Mattison continued paramedic work part-time as she pursued her master’s degree in Cardiac Rehabilitation at UNI, and her PhD in Epidemiology at the University of Iowa. She’d tell her students not to drink and drive — that she didn’t want to be picking them up in her ambulance on weekends or during school breaks.

It wasn’t easy for Mattison to leave her job as a paramedic, but she was excited about furthering her education and taking the next steps in what would become an award-winning career. She focused her research on breast and bladder cancer epidemiology, publishing numerous peer-reviewed articles on everything from risk factors and survival to racial differences in and the economics of breast cancer treatment. Mattison’s research is commonly cited as seminal work in understanding racial differences in cancer, and in 2000, her work on the subject was featured in The New York Times.

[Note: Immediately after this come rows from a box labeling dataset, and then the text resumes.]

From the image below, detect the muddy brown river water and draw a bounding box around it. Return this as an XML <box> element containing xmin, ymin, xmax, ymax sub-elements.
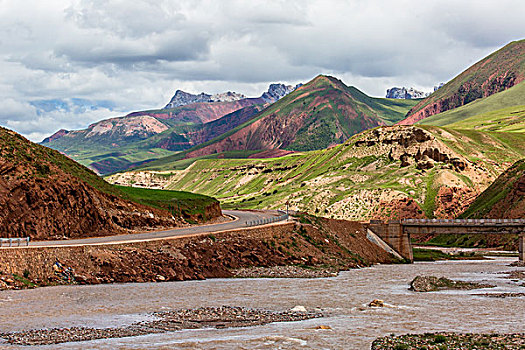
<box><xmin>0</xmin><ymin>258</ymin><xmax>525</xmax><ymax>349</ymax></box>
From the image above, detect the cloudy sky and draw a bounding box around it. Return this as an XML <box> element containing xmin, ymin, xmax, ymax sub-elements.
<box><xmin>0</xmin><ymin>0</ymin><xmax>525</xmax><ymax>141</ymax></box>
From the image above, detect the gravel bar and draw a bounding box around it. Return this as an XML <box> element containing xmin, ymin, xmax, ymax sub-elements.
<box><xmin>0</xmin><ymin>306</ymin><xmax>323</xmax><ymax>345</ymax></box>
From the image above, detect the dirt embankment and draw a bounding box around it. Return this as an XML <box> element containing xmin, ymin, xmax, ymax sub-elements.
<box><xmin>0</xmin><ymin>174</ymin><xmax>183</xmax><ymax>240</ymax></box>
<box><xmin>0</xmin><ymin>218</ymin><xmax>394</xmax><ymax>288</ymax></box>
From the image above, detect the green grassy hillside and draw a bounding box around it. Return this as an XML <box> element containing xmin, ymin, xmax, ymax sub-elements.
<box><xmin>418</xmin><ymin>82</ymin><xmax>525</xmax><ymax>132</ymax></box>
<box><xmin>107</xmin><ymin>126</ymin><xmax>525</xmax><ymax>220</ymax></box>
<box><xmin>132</xmin><ymin>75</ymin><xmax>417</xmax><ymax>170</ymax></box>
<box><xmin>462</xmin><ymin>159</ymin><xmax>525</xmax><ymax>218</ymax></box>
<box><xmin>400</xmin><ymin>40</ymin><xmax>525</xmax><ymax>124</ymax></box>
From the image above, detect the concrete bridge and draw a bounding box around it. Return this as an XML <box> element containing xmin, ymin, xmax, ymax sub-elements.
<box><xmin>367</xmin><ymin>219</ymin><xmax>525</xmax><ymax>261</ymax></box>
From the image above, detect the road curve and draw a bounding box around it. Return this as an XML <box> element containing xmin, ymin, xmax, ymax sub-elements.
<box><xmin>21</xmin><ymin>210</ymin><xmax>281</xmax><ymax>248</ymax></box>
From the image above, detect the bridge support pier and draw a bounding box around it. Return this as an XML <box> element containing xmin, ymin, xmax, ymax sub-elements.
<box><xmin>368</xmin><ymin>220</ymin><xmax>414</xmax><ymax>262</ymax></box>
<box><xmin>518</xmin><ymin>233</ymin><xmax>525</xmax><ymax>262</ymax></box>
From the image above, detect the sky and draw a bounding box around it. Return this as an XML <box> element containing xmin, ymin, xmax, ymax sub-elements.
<box><xmin>0</xmin><ymin>0</ymin><xmax>525</xmax><ymax>141</ymax></box>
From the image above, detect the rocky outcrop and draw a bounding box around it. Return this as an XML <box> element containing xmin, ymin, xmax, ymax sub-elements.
<box><xmin>371</xmin><ymin>197</ymin><xmax>426</xmax><ymax>221</ymax></box>
<box><xmin>355</xmin><ymin>126</ymin><xmax>469</xmax><ymax>171</ymax></box>
<box><xmin>164</xmin><ymin>90</ymin><xmax>246</xmax><ymax>109</ymax></box>
<box><xmin>386</xmin><ymin>86</ymin><xmax>430</xmax><ymax>99</ymax></box>
<box><xmin>0</xmin><ymin>129</ymin><xmax>188</xmax><ymax>240</ymax></box>
<box><xmin>261</xmin><ymin>84</ymin><xmax>296</xmax><ymax>103</ymax></box>
<box><xmin>434</xmin><ymin>186</ymin><xmax>478</xmax><ymax>219</ymax></box>
<box><xmin>164</xmin><ymin>83</ymin><xmax>296</xmax><ymax>109</ymax></box>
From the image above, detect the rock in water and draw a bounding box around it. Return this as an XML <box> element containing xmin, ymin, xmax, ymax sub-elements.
<box><xmin>290</xmin><ymin>305</ymin><xmax>307</xmax><ymax>312</ymax></box>
<box><xmin>368</xmin><ymin>299</ymin><xmax>385</xmax><ymax>307</ymax></box>
<box><xmin>409</xmin><ymin>276</ymin><xmax>494</xmax><ymax>292</ymax></box>
<box><xmin>386</xmin><ymin>86</ymin><xmax>430</xmax><ymax>100</ymax></box>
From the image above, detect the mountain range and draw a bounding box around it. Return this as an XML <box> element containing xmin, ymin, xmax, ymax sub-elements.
<box><xmin>41</xmin><ymin>76</ymin><xmax>415</xmax><ymax>174</ymax></box>
<box><xmin>35</xmin><ymin>40</ymin><xmax>525</xmax><ymax>220</ymax></box>
<box><xmin>109</xmin><ymin>41</ymin><xmax>525</xmax><ymax>220</ymax></box>
<box><xmin>41</xmin><ymin>84</ymin><xmax>300</xmax><ymax>174</ymax></box>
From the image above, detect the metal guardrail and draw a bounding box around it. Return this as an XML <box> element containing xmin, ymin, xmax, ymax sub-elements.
<box><xmin>246</xmin><ymin>210</ymin><xmax>289</xmax><ymax>227</ymax></box>
<box><xmin>401</xmin><ymin>219</ymin><xmax>525</xmax><ymax>225</ymax></box>
<box><xmin>0</xmin><ymin>237</ymin><xmax>29</xmax><ymax>247</ymax></box>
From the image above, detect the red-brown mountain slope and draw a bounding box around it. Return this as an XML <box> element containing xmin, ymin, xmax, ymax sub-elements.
<box><xmin>0</xmin><ymin>128</ymin><xmax>182</xmax><ymax>239</ymax></box>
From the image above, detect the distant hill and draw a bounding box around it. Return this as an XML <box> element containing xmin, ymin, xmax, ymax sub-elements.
<box><xmin>461</xmin><ymin>159</ymin><xmax>525</xmax><ymax>219</ymax></box>
<box><xmin>385</xmin><ymin>86</ymin><xmax>430</xmax><ymax>99</ymax></box>
<box><xmin>399</xmin><ymin>40</ymin><xmax>525</xmax><ymax>125</ymax></box>
<box><xmin>41</xmin><ymin>84</ymin><xmax>300</xmax><ymax>174</ymax></box>
<box><xmin>0</xmin><ymin>128</ymin><xmax>220</xmax><ymax>240</ymax></box>
<box><xmin>109</xmin><ymin>124</ymin><xmax>525</xmax><ymax>220</ymax></box>
<box><xmin>142</xmin><ymin>75</ymin><xmax>416</xmax><ymax>166</ymax></box>
<box><xmin>418</xmin><ymin>82</ymin><xmax>525</xmax><ymax>132</ymax></box>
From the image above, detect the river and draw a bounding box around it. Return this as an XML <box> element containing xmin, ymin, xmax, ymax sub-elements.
<box><xmin>0</xmin><ymin>258</ymin><xmax>525</xmax><ymax>349</ymax></box>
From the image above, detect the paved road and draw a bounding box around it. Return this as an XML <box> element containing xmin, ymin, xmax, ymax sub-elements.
<box><xmin>22</xmin><ymin>210</ymin><xmax>281</xmax><ymax>247</ymax></box>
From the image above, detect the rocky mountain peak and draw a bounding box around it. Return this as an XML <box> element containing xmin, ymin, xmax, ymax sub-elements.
<box><xmin>386</xmin><ymin>86</ymin><xmax>435</xmax><ymax>99</ymax></box>
<box><xmin>211</xmin><ymin>91</ymin><xmax>246</xmax><ymax>102</ymax></box>
<box><xmin>261</xmin><ymin>83</ymin><xmax>300</xmax><ymax>103</ymax></box>
<box><xmin>164</xmin><ymin>90</ymin><xmax>212</xmax><ymax>108</ymax></box>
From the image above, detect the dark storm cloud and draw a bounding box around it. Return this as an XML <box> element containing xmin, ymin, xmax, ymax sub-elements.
<box><xmin>0</xmin><ymin>0</ymin><xmax>525</xmax><ymax>139</ymax></box>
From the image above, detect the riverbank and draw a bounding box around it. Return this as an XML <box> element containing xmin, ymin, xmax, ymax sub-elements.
<box><xmin>0</xmin><ymin>218</ymin><xmax>396</xmax><ymax>289</ymax></box>
<box><xmin>372</xmin><ymin>333</ymin><xmax>525</xmax><ymax>350</ymax></box>
<box><xmin>0</xmin><ymin>258</ymin><xmax>525</xmax><ymax>350</ymax></box>
<box><xmin>0</xmin><ymin>306</ymin><xmax>323</xmax><ymax>345</ymax></box>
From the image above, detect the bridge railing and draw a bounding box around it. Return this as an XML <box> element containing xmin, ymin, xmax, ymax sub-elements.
<box><xmin>0</xmin><ymin>237</ymin><xmax>29</xmax><ymax>247</ymax></box>
<box><xmin>401</xmin><ymin>219</ymin><xmax>525</xmax><ymax>225</ymax></box>
<box><xmin>246</xmin><ymin>210</ymin><xmax>288</xmax><ymax>227</ymax></box>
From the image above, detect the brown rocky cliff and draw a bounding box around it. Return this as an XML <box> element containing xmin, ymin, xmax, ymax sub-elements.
<box><xmin>0</xmin><ymin>167</ymin><xmax>183</xmax><ymax>240</ymax></box>
<box><xmin>0</xmin><ymin>128</ymin><xmax>192</xmax><ymax>240</ymax></box>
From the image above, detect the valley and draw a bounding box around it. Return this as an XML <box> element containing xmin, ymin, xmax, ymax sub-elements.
<box><xmin>0</xmin><ymin>27</ymin><xmax>525</xmax><ymax>350</ymax></box>
<box><xmin>108</xmin><ymin>126</ymin><xmax>525</xmax><ymax>220</ymax></box>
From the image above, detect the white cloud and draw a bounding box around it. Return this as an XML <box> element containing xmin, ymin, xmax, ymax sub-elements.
<box><xmin>0</xmin><ymin>0</ymin><xmax>525</xmax><ymax>140</ymax></box>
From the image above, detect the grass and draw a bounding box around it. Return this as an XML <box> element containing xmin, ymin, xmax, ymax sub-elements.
<box><xmin>418</xmin><ymin>82</ymin><xmax>525</xmax><ymax>132</ymax></box>
<box><xmin>461</xmin><ymin>160</ymin><xmax>525</xmax><ymax>219</ymax></box>
<box><xmin>411</xmin><ymin>40</ymin><xmax>525</xmax><ymax>121</ymax></box>
<box><xmin>110</xmin><ymin>126</ymin><xmax>525</xmax><ymax>220</ymax></box>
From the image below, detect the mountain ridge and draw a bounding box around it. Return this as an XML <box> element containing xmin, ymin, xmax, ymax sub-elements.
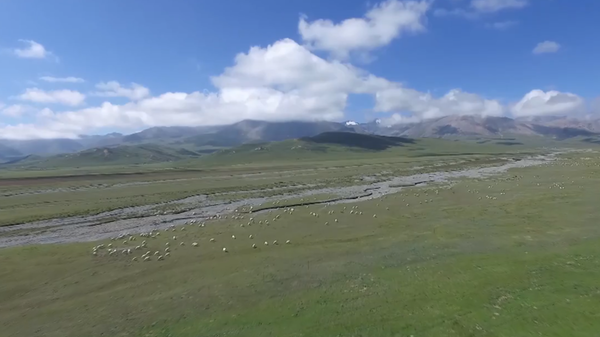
<box><xmin>0</xmin><ymin>115</ymin><xmax>600</xmax><ymax>161</ymax></box>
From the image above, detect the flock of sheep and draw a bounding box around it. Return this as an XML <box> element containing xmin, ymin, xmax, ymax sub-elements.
<box><xmin>92</xmin><ymin>158</ymin><xmax>580</xmax><ymax>261</ymax></box>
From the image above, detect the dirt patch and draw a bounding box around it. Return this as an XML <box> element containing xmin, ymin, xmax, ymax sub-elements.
<box><xmin>0</xmin><ymin>153</ymin><xmax>559</xmax><ymax>247</ymax></box>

Mattison still loves teaching, and, early on, never expected she’d become an administrator. She became UW-Green Bay’s Dean of Professional Studies in summer 2011, bringing the full complement of her educational and professional experiences to bear in a role that oversees the University’s programs in Business, Education, Nursing, Physical Education and Social Work, as well as the Institute for Learning Partnership and Northeast Wisconsin Partnership for Children and Families.

Mattison is excited she’ll be teaching a course during spring semester 2013, and says it’s an important way to connect with and better understand students and faculty. To hear her tell it, it’s a far cry from her first day in front of the classroom.

“I stood up in front of 125 students in a class (in which) I was really, literally a day ahead of the students,” Mattison said. “And I read the overheads — I was absolutely the worst teacher you ever had. And I guess I would say that it turned out well, because I realized I was a rotten teacher — and I worked really hard to be good at it.”

Because she could do that. She could do anything.